Vernon Crane had been a detective before he'd been a pastor, and Iron Vow MC had been his obsession the way painting was mine.

He'd retired under a cloud that nobody in town would explain to me, found God with the same blunt-force intensity he'd once applied to suspects, and taken over the Community Church when I was about fourteen.

I'd seen him in the grocery store. I'd seen him in the diner.

He'd looked at me exactly once in all the years since, and the look had been the look a man gives a dog he's already decided he won't be feeding.

His daughter, on the other hand, had walked into my shop that afternoon.

Tuesday. Around four. Modest blue cardigan, hair tied back, a sensible bag on her shoulder.

She'd come to pick up her sedan after an oil change — even pastors' daughters needed oil changes — and she'd dug through her bag for her wallet at the counter, and she'd left, and I hadn't thought about her again for almost an hour.

Then I'd seen the journal.

Small. Brown leather. Cracked at the spine the way a book gets when it's loved. Sitting on the corner of my counter where she'd set it down to find her credit card.

I called the number she'd left on the work order. No answer. I called the church office. No answer. I sat down on my stool and looked at the journal and told myself, very clearly, that the decent thing to do was put it in a drawer and call her in the morning.

I opened it instead.

That's the truth. I'm not going to dress it up.

I opened the journal because I am a man who has been told not to do things his entire life, and the telling has never once worked.

I opened it expecting a grocery list. I expected the phone numbers of friends.

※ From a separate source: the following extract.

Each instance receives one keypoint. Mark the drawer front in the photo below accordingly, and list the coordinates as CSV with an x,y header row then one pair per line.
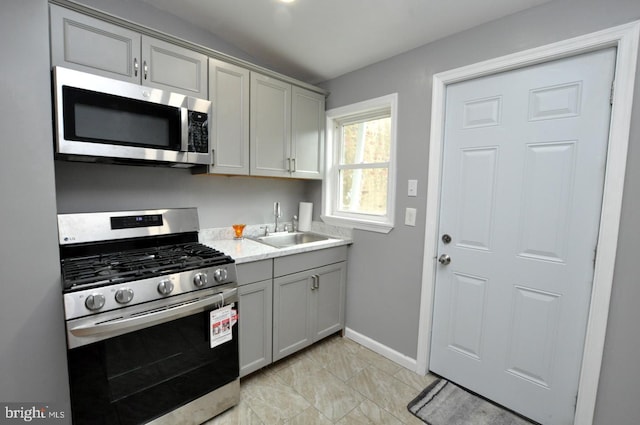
x,y
254,271
308,260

I expected the ordinary marginalia of an ordinary woman's ordinary life.

I got handwriting that looked like calligraphy and poetry that hit me in the chest like a bottle thrown across a room.

I read the first page. On Sundays I sit in the third pew and I count the slats in the ceiling because counting is a thing my mouth is allowed to do.

I read the second page. He calls me his good girl.

I want to know what a bad one tastes like, just once, just to ruin the comparison.

I read the third page. The man on the motorcycle has hands the color of varnished wood, and when he passed through town today I felt the air leave my lungs the way it does in church when the choir hits the right note.

I stopped reading then. I closed the journal. I sat in my shop with the compressors humming and the dusk light bleeding amber through the high windows and I felt, for the first time in maybe a decade, like a man caught doing something he shouldn't.

I tried to put it down. I really did. I made it about ten minutes.

Then I read six more pages. I read about the way she'd lain awake the night before, listening to her father pray downstairs.

I read a poem about a piano with one key that didn't work, and how she'd learned to write around it, and how she suspected the rest of her life would be written the same way.

I read a line about loneliness so accurate it made me set the journal down and walk outside and stand on the gravel for two minutes, hands on my hips, breathing like a man who'd just taken a punch.